Es haben sich jedoch die Aufrufe in den dunklen Zeiten gehäuft, die Frauen zu befreien. Die Wahrheit ist jedoch, dass die muslimischen Frauen bereits seit Jahrhunderten durch das islamische Gesetz befreit waren.

Das Grundprinzip im Islam ist, dass Frauen und Männer geehrte Mitglieder der Schöpfung sind und auch gleichberechtigt im Bezug auf Spiritualität und Gottesdienst. Aus dieser spirituellen Gleichberechtigung leitet sich auch die Gleichberechtigung in sozialen Beziehungen ab.

Und der Vorwurf, dass Muslime die Ungläubigen bekämpfen müssen?

Der Irrglaube, der sich auf das Bekämpfen der Nicht-Muslime bezieht, entspringt den radikalen Ideologien der Extremisten, welche meistens nicht wirklich in islamischen Zentren ausgebildet wurden.

Diese Extremisten interpretieren den Islam falsch und zitieren irgendwelche Verse des Korans, die zu ihren eigenen Vorstellungen passen und verleihen somit ihren Ansichten etwas "autoritäres".

Haben Sie mitbekommen, was in der Silvesternacht in Köln passiert ist? Hunderte - vermutlich Muslime aus Nordafrika - begingen sexuelle Übergriffe auf Frauen. Das Phänomen ist aus arabischen Ländern auch als "al taharroushgamea" bekannt.

Diese Taten sind nichts als die Taten einer kleinen Minderheit, die nichts von der wahren Lehre des Islams weiß. Wie jede andere Religion auf dieser Welt auch haben wir gute und schlechte Anhänger. Jedoch stand in den letzten Jahren der Islam im Fokus.

Als ein religiöser Führer verurteile ich diese Handlungen und gleichzeitig bestätige ich, dass wir verantwortlich sind, die Autorität unserer qualifizierten religiösen Führer wiederherzustellen, die es als ihre Lebensaufgabe ansehen, den wahren Islam zu vermitteln, der Frieden und Gerechtigkeit als höchstes Gut ansieht.
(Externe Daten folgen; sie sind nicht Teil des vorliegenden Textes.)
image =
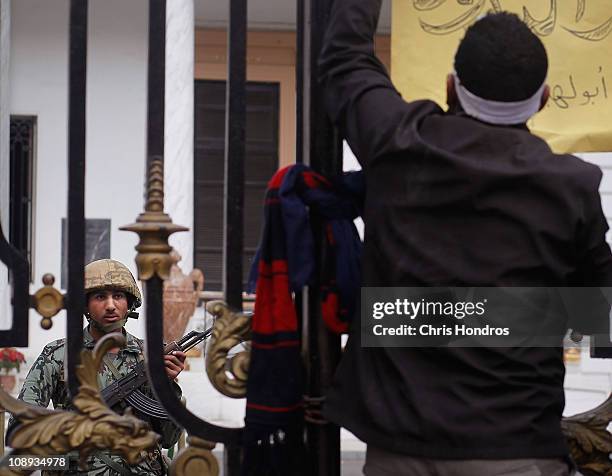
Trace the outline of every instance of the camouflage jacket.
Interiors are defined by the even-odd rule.
[[[109,353],[107,357],[119,371],[123,377],[127,375],[138,362],[144,359],[143,351],[144,344],[141,339],[134,337],[128,332],[125,332],[127,345],[124,349],[120,349],[117,354]],[[55,409],[69,409],[70,398],[66,389],[64,379],[64,348],[65,339],[53,341],[45,346],[40,356],[36,359],[32,368],[28,372],[21,392],[18,398],[24,402],[28,402],[41,407],[47,407],[49,402],[53,402]],[[89,333],[89,328],[83,331],[83,345],[87,349],[93,349],[94,340]],[[98,373],[98,383],[100,388],[106,388],[116,378],[113,372],[103,362],[103,367]],[[176,386],[177,394],[180,396],[181,390]],[[141,388],[142,392],[150,397],[153,393],[147,385]],[[148,419],[139,415],[139,418],[148,421],[153,428],[153,431],[161,435],[161,445],[164,448],[173,446],[180,436],[181,429],[171,421],[160,421],[156,419]],[[9,427],[14,424],[14,419],[11,417]],[[76,455],[75,455],[76,456]],[[128,466],[119,456],[106,454],[103,458],[110,457],[114,462],[121,465],[124,470],[131,471],[129,474],[134,475],[162,475],[166,473],[165,465],[161,457],[161,448],[147,455],[147,458],[136,466]],[[71,458],[72,459],[72,458]],[[83,471],[68,471],[63,474],[71,475],[87,475],[87,476],[115,476],[120,475],[118,471],[107,466],[99,457],[92,456],[87,461],[88,470]],[[72,468],[73,465],[71,465]],[[76,467],[76,465],[74,465]],[[44,474],[44,473],[43,473]],[[51,474],[51,473],[48,473]]]

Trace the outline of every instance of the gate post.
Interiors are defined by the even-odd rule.
[[[225,102],[225,200],[223,218],[223,294],[242,311],[244,249],[244,170],[246,157],[247,0],[230,0]],[[242,446],[226,444],[224,474],[241,472]]]
[[[79,391],[76,368],[83,347],[85,268],[85,103],[88,0],[70,2],[68,84],[68,294],[66,298],[66,382]]]
[[[342,171],[342,141],[327,117],[318,83],[317,61],[323,46],[333,0],[298,1],[298,162],[325,176]],[[302,354],[306,369],[307,396],[323,397],[331,385],[340,360],[340,337],[331,333],[321,316],[318,283],[323,270],[324,230],[321,220],[311,216],[315,236],[316,276],[303,295]],[[340,428],[331,423],[306,423],[308,474],[340,475]]]

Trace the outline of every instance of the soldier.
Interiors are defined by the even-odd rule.
[[[128,317],[138,317],[135,309],[140,307],[142,298],[129,269],[111,259],[94,261],[85,267],[85,296],[85,318],[89,325],[83,331],[84,347],[92,349],[96,341],[111,332],[122,332],[127,340],[124,349],[112,349],[104,357],[104,366],[98,376],[103,389],[128,374],[144,359],[143,341],[124,329]],[[19,399],[42,407],[47,407],[49,401],[53,402],[55,409],[70,407],[71,402],[64,380],[65,343],[66,339],[59,339],[45,346],[26,377]],[[174,380],[183,370],[185,357],[185,354],[179,351],[164,355],[168,378]],[[180,387],[174,385],[177,394],[180,395]],[[142,390],[146,395],[153,397],[149,386]],[[153,418],[147,418],[147,421],[153,430],[161,435],[161,446],[164,448],[170,448],[178,441],[181,429],[172,421]],[[15,423],[11,418],[9,428]],[[109,453],[97,453],[89,458],[87,465],[85,472],[75,470],[64,474],[88,476],[166,474],[166,465],[159,447],[137,466],[128,466],[121,457]]]

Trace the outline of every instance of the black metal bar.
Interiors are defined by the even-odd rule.
[[[0,261],[9,270],[12,286],[13,322],[11,328],[0,330],[0,346],[27,347],[28,346],[28,310],[30,272],[28,261],[17,249],[11,245],[2,231],[0,223]]]
[[[147,171],[158,168],[164,159],[164,97],[165,97],[165,48],[166,48],[166,0],[149,1],[149,72],[148,72],[148,128]],[[148,173],[148,172],[147,172]],[[167,219],[163,214],[163,168],[156,179],[155,190],[147,190],[145,208],[149,216]],[[149,177],[150,179],[150,177]],[[151,183],[147,188],[151,188]],[[158,213],[159,212],[159,213]],[[161,227],[171,222],[157,224]],[[142,237],[141,237],[142,243]],[[153,276],[143,281],[147,310],[146,351],[147,370],[153,392],[177,425],[192,436],[226,445],[237,445],[242,440],[242,429],[212,425],[191,413],[177,397],[170,379],[166,377],[163,360],[163,281]]]
[[[225,205],[223,291],[242,310],[244,161],[246,141],[246,0],[230,0],[225,113]]]
[[[237,476],[242,473],[242,447],[234,444],[223,449],[224,476]]]
[[[242,429],[222,428],[212,425],[190,412],[177,397],[169,378],[163,355],[163,281],[154,277],[144,283],[147,309],[147,365],[153,391],[170,417],[187,432],[207,441],[218,441],[226,445],[237,445],[242,440]]]
[[[302,154],[303,162],[315,171],[337,175],[342,171],[342,142],[332,126],[323,104],[317,80],[317,61],[328,22],[332,0],[300,0],[298,31],[301,37]],[[301,31],[300,31],[301,30]],[[300,150],[298,150],[298,154]],[[299,157],[299,155],[298,155]],[[311,215],[315,233],[317,270],[325,262],[325,234],[322,221]],[[308,395],[322,397],[331,385],[334,370],[340,360],[340,338],[323,324],[321,296],[317,283],[308,288],[303,303],[306,342],[305,366]],[[332,424],[306,425],[306,451],[313,476],[340,475],[340,429]]]
[[[247,2],[230,0],[225,101],[225,202],[223,291],[226,302],[242,310],[244,247],[244,168],[246,153]],[[226,445],[224,474],[241,472],[241,448]]]
[[[147,170],[153,161],[164,161],[166,90],[166,0],[149,1],[149,67],[147,72]],[[149,192],[145,190],[145,194]],[[159,191],[156,191],[159,192]],[[162,192],[163,193],[163,192]],[[146,211],[163,211],[159,201],[146,200]],[[150,208],[154,208],[151,210]]]
[[[295,58],[295,81],[296,81],[296,104],[295,111],[297,114],[295,121],[295,161],[298,164],[304,163],[304,0],[297,2],[297,18],[296,18],[296,58]]]
[[[66,297],[66,381],[78,392],[76,366],[83,347],[85,261],[85,98],[88,0],[70,2],[68,86],[68,289]]]
[[[305,120],[305,100],[304,100],[304,50],[306,48],[306,35],[304,30],[306,28],[305,23],[305,8],[304,0],[297,1],[297,15],[296,15],[296,58],[295,58],[295,78],[296,78],[296,131],[295,131],[295,161],[298,164],[304,163],[304,156],[306,155],[304,150],[304,134],[306,128],[304,124]],[[307,108],[306,108],[307,109]],[[308,289],[304,288],[301,293],[295,295],[295,308],[298,316],[299,331],[300,331],[300,342],[301,342],[301,353],[303,357],[305,375],[309,372],[308,365]],[[306,380],[304,380],[306,381]]]
[[[304,81],[309,86],[309,123],[305,125],[310,131],[307,162],[323,175],[336,176],[342,172],[342,140],[327,116],[317,72],[319,53],[323,47],[323,37],[333,0],[306,0],[306,2],[310,3],[310,32],[306,32],[309,33],[309,51],[308,57],[304,58],[309,66],[304,72]]]

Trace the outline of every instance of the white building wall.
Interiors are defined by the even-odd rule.
[[[67,207],[68,4],[19,0],[12,5],[10,111],[38,119],[33,290],[47,272],[60,285],[61,221]],[[118,227],[132,223],[143,207],[148,7],[146,0],[92,0],[89,5],[86,216],[112,220],[111,256],[135,271],[137,237]],[[65,334],[64,312],[50,331],[42,332],[39,321],[32,312],[30,359]],[[140,327],[128,324],[142,335]]]
[[[10,0],[0,0],[0,224],[8,240],[9,227],[9,57]],[[0,328],[11,325],[10,289],[6,266],[0,263]]]
[[[166,12],[165,209],[177,225],[193,230],[193,129],[195,24],[193,0],[173,0]],[[175,233],[170,245],[179,267],[193,267],[193,233]]]
[[[379,33],[391,31],[391,0],[383,0],[378,22]],[[297,2],[287,0],[249,0],[247,2],[249,28],[258,30],[295,30]],[[195,0],[198,26],[225,28],[229,2]]]

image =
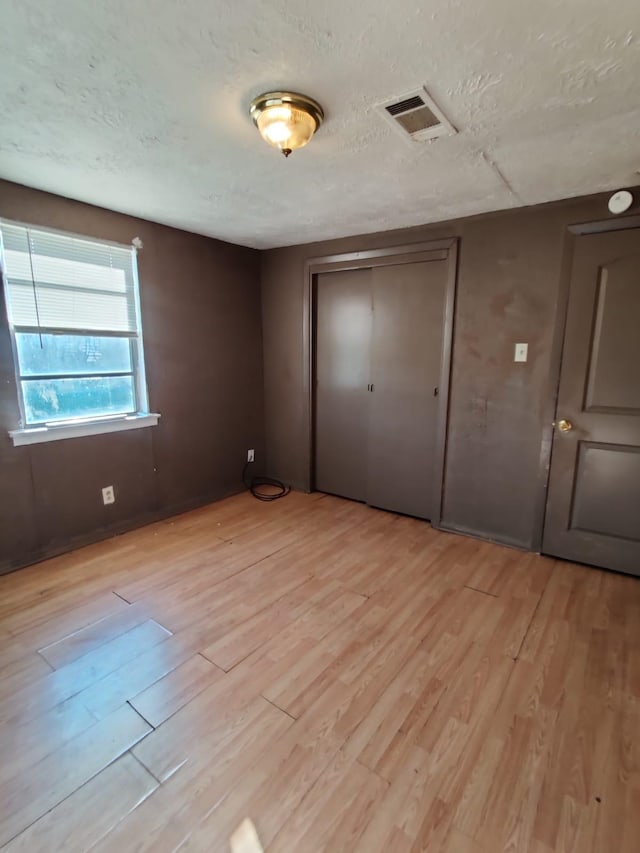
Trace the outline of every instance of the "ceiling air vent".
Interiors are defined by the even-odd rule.
[[[405,139],[414,142],[452,136],[457,132],[426,89],[385,101],[378,109]]]

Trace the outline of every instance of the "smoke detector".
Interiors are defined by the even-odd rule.
[[[609,211],[611,213],[626,213],[633,204],[633,195],[629,190],[618,190],[609,199]]]
[[[424,87],[377,105],[378,111],[405,139],[427,142],[458,131]]]

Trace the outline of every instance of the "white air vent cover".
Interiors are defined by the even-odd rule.
[[[414,142],[457,133],[424,88],[385,101],[378,105],[378,109],[405,139],[412,139]]]

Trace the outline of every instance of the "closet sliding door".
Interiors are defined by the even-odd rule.
[[[432,258],[319,273],[315,313],[315,487],[425,519],[449,280]]]
[[[367,499],[371,270],[318,276],[316,488]]]
[[[447,262],[375,267],[367,503],[432,518]]]

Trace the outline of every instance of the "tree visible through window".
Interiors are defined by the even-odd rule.
[[[23,426],[146,412],[135,250],[0,233]]]

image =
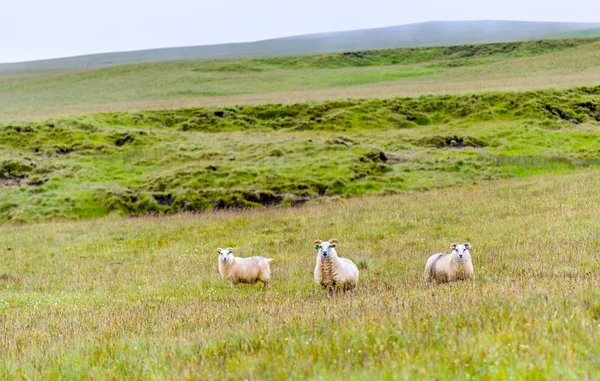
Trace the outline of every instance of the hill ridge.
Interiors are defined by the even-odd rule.
[[[96,53],[38,61],[1,63],[0,72],[107,67],[127,63],[333,53],[401,47],[461,45],[549,38],[600,28],[600,23],[505,20],[427,21],[379,28],[324,32],[252,42]]]

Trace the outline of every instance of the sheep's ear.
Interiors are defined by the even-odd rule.
[[[456,246],[458,246],[458,243],[453,243],[452,245],[450,245],[450,248],[452,250],[456,250]]]
[[[229,251],[231,253],[233,251],[233,249],[231,247],[228,247],[227,251]]]
[[[339,243],[340,243],[340,241],[338,241],[338,240],[337,240],[337,239],[335,239],[335,238],[332,238],[332,239],[330,239],[328,242],[329,242],[329,243],[331,244],[331,246],[333,246],[333,247],[335,247],[335,245],[337,245],[337,244],[339,244]]]
[[[221,251],[223,251],[223,249],[221,249],[220,247],[217,248],[217,253],[221,254]]]
[[[469,242],[465,242],[465,249],[469,250],[471,248],[471,244]]]
[[[322,243],[323,241],[321,241],[320,239],[315,239],[315,249],[319,250],[319,247],[321,247]]]

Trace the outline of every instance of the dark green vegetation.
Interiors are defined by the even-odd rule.
[[[0,117],[573,87],[598,78],[598,38],[158,62],[2,78]]]
[[[480,44],[549,38],[560,33],[599,28],[600,23],[519,21],[433,21],[386,28],[321,33],[249,43],[95,54],[0,65],[2,72],[24,73],[85,69],[137,62],[183,59],[331,53],[408,46]]]
[[[0,220],[297,205],[596,166],[600,86],[0,126]]]

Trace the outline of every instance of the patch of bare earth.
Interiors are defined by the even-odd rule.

Hunderte junge Muslime aus Europa schließen sich dem Kampf des Islamischen Staates in Syrien und dem Irak an. Was lässt sich dagegen tun?

Es ist wichtig, zu benennen, was Menschen unter "Dschihad" verstehen, was leider einer der bekanntesten islamischen Begriffe im Westen ist. Das arabische Wort "Dschihad'' bezieht sich auf den Kampf des niederen "Ichs". Die Bedeutung ist von Grund auf spirituell und meint die Reinigung des Herzens. Der Prophet Mohammed sah die als den größten "Dschihad" an und ist die höchste und edelste Bedeutung dieses Wortes.

Der Begriff "Dschihad" wurde auch benutzt, um den Muslimen zu erlauben sich aufzulehen und gegen Angriffe zu wehren. Dies wurde auch als der "kleine Dschihad" beschrieben. Der Prophet sagte: "Die beste Form des Dschihad ist ein wahres Wort ins Gesicht eines Tyrannen." Damit wird die Wichtigkeit der Verantwortung und der Demokratie hervorgehoben, welches wichtige Instrumente im politischen System sind.

Das Wort "Dschihad" wird im islamischen Diskurs auch benutzt, um die Pilgerfahrt der Frauen nach Mekka zu beschreiben, welche oft hart für sie ist.

Die Extremisten haben das Wort "Dschihad" missbraucht und leider auch die Massenmedien, die sich nicht mit dem Arabischen befassen. Die Feinheit des Begriffs wurde nun reduziert auf die Bedeutung "Terroristische Gewalt", was sich nur zum Vorteil der Extremisten auswirkt.